Although legal tech tools are frequently hailed as “intelligent”, Solomons pushed back, emphasising that the practice of law demands emotional skills and human judgement to tackle complex problems and deliver effective outcomes.

“LLMs also don’t do what lawyers do as LLMs do not think and are not intelligent. You need thought, empathy, and an ethical approach to solve legal problems and serve the proper administration of justice,” Solomons said.

Instead, Solomons explained that true intelligence requires learning, reasoning, and judgement shaped by real-world experience, qualities that LLMs, which he described as “autocomplete on steroids”, simply do not possess.

“Intelligence is the ability to learn, understand, and make judgements or have opinions that are based on reason and which can change based on your own experience with the real world,” Solomons said.

“LLMs don’t do that. LLMs are essentially autocomplete on steroids and statistical pattern machines that do not possess judgement of their own.”

Georgia Potgieter, senior data and AI governance specialist at QBE Insurance, has also pushed back against predictions of AI-driven automation in law, emphasising that the profession is a deeply human craft, where outcomes hinge on judgement, personalities, and the unpredictable complexities no machine can replicate.

“I’d argue the legal domain is unusually resistant to full automation,” Potgieter said.

“Primarily because the underlying data is deeply human: inconsistent, context-dependent, and shaped by imperfect decisions. Legal outcomes rarely follow clean binaries – rather, they depend on interpretation, incentives, personalities, politics and circumstance.”

While Potgieter acknowledged that AI could disrupt the traditional business model of law and chip away at the premium once attached to busywork, she stressed that the true heart of legal practice remains firmly beyond a machine’s reach.

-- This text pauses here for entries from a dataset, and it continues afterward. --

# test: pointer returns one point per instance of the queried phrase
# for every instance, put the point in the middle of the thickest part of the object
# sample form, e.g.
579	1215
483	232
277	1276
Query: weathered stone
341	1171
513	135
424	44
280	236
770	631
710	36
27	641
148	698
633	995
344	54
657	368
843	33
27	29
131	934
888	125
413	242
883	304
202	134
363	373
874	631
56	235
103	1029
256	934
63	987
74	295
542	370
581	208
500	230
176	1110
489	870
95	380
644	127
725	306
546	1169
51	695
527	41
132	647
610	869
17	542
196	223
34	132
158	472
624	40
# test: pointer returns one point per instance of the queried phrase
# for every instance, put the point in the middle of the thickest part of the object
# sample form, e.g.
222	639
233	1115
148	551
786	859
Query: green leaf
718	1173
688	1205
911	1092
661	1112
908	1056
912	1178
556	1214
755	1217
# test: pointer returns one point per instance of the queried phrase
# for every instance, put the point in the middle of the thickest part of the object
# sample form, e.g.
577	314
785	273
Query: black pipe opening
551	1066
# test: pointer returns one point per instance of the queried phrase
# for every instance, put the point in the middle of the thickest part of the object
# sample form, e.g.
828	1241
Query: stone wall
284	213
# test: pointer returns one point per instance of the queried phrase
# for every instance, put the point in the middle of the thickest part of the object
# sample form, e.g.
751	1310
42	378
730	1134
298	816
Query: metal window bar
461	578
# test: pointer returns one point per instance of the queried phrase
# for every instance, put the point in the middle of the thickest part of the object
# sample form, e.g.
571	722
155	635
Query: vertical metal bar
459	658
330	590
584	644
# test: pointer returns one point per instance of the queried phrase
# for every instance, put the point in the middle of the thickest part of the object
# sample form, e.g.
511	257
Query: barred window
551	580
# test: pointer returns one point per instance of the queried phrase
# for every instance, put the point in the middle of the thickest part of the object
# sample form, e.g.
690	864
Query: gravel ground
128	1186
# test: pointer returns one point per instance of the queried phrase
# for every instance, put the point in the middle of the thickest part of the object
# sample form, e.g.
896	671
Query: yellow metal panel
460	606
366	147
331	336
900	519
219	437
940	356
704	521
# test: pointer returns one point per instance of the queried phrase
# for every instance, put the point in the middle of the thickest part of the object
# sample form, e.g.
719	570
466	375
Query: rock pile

“What AI will challenge, however, is the longstanding premium placed on busywork. Large volumes of document review, drafting, and procedural administration were never truly the essence of legal practice, yet they often commanded significant fees,” Potgieter said.

She added: “The good lawyer will not disappear. However the busywork surely will, and those who can offer nothing more.”

“As the era of charging a premium for relatively simple work may be drawing to a close, the profession, if anything, is likely to become more robust.”